Wright was preaching to the converted, in my case, when he makes the case for getting a grip and living within our means before we exhaust the carrying capacity of mother Earth. I enjoyed reading his book, A Short History of Progress, all the same, despite the scary moments when you want to tear your hair and yell, "No, no, I don't want to be living in the last century of progress!" and then despair because it looks like the only way to prevent it is to get all the greedy guys in control of the goodies to stop panicing about hoarding up even more of their unfair share of the spoils and start thinking about the future, instead.
But I've been depressed about the fact many of the most powerful people on the Earth are certifiable maniacs ever since it was brought to my attention, as a young adult, that world leaders were seriously considering destroying all life on Earth if necessary, just to decide who was right about how life ought to be lived on Earth. Go figure. No child of the cold war can be shocked by the notion that the rich and powerful might have the emotional maturity of juvenile delinquents armed with machine guns in a crowded school yard.
If there was a sour note, for me, in the pleasure of finding a book that gets a vital message out there as effectively as A Short History of Progress, it was hearing through the grapevine that the author, Ronald Wright, is disparaging about Jared Diamond's masterpiece, Guns, Germs, and Steel. I don't find the two of them at all incompatible. Wright stresses the boom and bust inevitabilities of those who consume without reference to sustainability. Diamond answers the question of why some areas of the Earth did better than others in the race for dominance, presuming all human beings had an equal innate potential to win the development sweep stakes.

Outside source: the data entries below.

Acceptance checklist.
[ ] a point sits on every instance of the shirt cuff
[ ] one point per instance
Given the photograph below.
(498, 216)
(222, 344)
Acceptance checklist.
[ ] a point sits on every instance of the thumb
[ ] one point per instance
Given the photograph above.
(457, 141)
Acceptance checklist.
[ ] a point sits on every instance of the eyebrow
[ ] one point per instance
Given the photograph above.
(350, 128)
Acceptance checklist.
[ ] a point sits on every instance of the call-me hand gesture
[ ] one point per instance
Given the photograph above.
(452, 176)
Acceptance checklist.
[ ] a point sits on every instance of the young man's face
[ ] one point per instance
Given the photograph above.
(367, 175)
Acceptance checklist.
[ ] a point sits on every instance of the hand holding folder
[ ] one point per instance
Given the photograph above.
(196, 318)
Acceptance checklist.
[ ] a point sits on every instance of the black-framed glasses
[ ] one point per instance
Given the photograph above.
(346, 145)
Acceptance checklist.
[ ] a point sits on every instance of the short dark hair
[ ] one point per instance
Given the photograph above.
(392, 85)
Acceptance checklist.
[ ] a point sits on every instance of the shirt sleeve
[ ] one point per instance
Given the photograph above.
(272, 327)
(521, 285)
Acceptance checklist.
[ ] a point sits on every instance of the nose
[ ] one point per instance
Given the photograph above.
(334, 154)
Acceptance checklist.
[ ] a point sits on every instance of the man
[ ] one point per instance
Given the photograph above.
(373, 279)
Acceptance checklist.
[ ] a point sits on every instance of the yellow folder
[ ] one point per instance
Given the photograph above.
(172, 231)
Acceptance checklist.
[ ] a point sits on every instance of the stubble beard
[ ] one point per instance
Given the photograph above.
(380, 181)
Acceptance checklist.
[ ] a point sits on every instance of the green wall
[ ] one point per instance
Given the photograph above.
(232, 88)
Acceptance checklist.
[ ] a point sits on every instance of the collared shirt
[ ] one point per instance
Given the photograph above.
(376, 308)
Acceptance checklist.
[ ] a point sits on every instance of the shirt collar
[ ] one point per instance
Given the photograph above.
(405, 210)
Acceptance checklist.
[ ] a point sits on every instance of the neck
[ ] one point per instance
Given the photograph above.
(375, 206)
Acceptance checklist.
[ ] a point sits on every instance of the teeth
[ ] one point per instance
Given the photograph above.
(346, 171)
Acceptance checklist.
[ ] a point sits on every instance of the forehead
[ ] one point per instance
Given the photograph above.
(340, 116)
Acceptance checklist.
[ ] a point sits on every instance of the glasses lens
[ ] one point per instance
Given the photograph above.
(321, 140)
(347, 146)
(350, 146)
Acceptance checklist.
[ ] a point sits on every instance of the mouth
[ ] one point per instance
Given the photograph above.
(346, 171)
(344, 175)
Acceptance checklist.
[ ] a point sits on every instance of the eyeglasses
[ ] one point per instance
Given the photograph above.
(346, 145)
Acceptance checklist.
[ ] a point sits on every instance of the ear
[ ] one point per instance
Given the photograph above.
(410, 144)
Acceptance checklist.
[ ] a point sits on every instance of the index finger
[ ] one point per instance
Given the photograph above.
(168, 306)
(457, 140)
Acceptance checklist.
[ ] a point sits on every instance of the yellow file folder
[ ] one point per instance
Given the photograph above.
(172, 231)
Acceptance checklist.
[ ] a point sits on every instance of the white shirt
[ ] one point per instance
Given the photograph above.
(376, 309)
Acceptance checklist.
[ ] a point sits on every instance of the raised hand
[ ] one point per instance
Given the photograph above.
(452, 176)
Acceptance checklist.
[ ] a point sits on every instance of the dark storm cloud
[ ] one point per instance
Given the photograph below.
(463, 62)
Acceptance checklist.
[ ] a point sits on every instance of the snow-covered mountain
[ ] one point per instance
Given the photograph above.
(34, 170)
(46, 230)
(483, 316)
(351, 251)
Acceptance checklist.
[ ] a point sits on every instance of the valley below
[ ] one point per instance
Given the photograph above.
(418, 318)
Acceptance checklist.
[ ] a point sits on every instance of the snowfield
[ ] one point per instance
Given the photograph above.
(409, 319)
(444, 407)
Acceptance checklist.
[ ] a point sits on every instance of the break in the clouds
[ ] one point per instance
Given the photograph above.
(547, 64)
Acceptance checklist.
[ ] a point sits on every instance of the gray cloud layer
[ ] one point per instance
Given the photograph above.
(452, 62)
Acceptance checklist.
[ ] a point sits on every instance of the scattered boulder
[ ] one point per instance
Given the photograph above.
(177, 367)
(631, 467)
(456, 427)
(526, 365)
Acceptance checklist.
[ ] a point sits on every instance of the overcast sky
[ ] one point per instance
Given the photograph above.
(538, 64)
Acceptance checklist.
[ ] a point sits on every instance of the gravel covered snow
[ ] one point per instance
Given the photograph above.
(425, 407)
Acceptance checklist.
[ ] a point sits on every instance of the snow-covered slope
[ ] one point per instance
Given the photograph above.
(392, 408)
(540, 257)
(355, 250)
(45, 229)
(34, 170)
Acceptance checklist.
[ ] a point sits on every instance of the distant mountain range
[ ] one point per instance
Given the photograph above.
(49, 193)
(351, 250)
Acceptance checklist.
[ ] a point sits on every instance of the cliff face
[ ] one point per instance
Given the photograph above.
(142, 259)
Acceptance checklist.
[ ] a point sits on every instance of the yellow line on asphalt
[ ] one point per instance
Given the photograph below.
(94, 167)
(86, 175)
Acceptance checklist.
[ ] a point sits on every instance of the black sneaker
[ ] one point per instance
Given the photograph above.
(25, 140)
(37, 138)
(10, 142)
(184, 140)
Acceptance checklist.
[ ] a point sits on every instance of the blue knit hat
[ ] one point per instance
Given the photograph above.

Perhaps the friction, if there is any (a quick website failed to find anything I could use to deny or confirm the rumor), stems from the familiar if often unfortunate rivalry arising from different disciplinary perspectives. Jared Diamond is a scientist. Wright comes to his conclusions from the humanities and social sciences end of things.
Personally I feel that there is plenty in "Guns, Germs, and Steel" to support and reinforce the idea that it is high time for man to know himself, as Wright concludes in A Short History, as "an Ice Age hunter only half-evolved towards intelligent; clever but seldom wise."